Many consumer markets companies follow NGOs that have taken them to task, so they are ready to respond to breaking concerns. PepsiCo has set up a ‘Mission Control’ centre for its Gatorade brand, where consumer chatter is closely monitored by the marketing team.
Speed is paramount in a social media crisis – this is no time to hunker down. “It becomes a circular firing squad,” says Krishna. “Media outlets pick up on what bloggers say, even if it’s inaccurate. You need to monitor on a 24/7 basis and be prepared to respond quickly. Social media doesn’t respect the working day.”
It’s crucial to provide social media guidelines and training for employees, keep an eye on them online, and be aware of what suppliers, partners and even celebrity endorsers are saying.
Strategic integration of social media also helps. A 2012 survey by the Society for Human Resource Management found that only 28% of businesses have a social media strategy (this rises to 37% among multinationals), and only 12% have an employee dedicated to social media.

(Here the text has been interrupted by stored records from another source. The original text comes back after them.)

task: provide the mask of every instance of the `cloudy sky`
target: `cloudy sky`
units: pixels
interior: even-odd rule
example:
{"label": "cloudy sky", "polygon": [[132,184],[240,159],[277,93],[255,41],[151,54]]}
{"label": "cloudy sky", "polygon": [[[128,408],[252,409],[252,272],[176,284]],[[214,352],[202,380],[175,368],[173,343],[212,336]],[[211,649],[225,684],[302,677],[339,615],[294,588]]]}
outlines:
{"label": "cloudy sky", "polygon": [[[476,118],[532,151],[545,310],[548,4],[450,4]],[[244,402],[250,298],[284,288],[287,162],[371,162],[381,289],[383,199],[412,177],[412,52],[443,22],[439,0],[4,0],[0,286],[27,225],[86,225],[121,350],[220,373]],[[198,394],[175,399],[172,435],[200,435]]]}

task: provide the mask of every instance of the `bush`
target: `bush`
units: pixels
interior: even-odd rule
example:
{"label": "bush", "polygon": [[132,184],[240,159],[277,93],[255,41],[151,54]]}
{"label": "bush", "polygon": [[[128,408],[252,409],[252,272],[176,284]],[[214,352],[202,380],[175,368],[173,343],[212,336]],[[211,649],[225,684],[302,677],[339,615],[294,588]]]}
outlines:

If crisis strikes, it cannot be managed within most existing marketing and communications structures. “The standard PR tactics of ‘delay, deflect, defend’ will not work in these situations,” says Eileen Brown, author of Working The Crowd: Social Media Marketing for Business. “It’s not an authentic message. You need to reply in the same space.” Brown suggests identifying a ‘trusted advisor’ within the company who engages with consumers on social media every day. In a crisis, they can act as the first line of defence, where a company’s PR team might be viewed with suspicion.
Crucially, engaging – not ignoring – is the only way to reduce fallout. As Google CEO Eric Schmidt said in response to British government plans to limit social media in the wake of the 2011 London riots: “It is a mistake to look into the mirror and try and break the mirror… if you have a problem, use the internet to understand what that problem is.”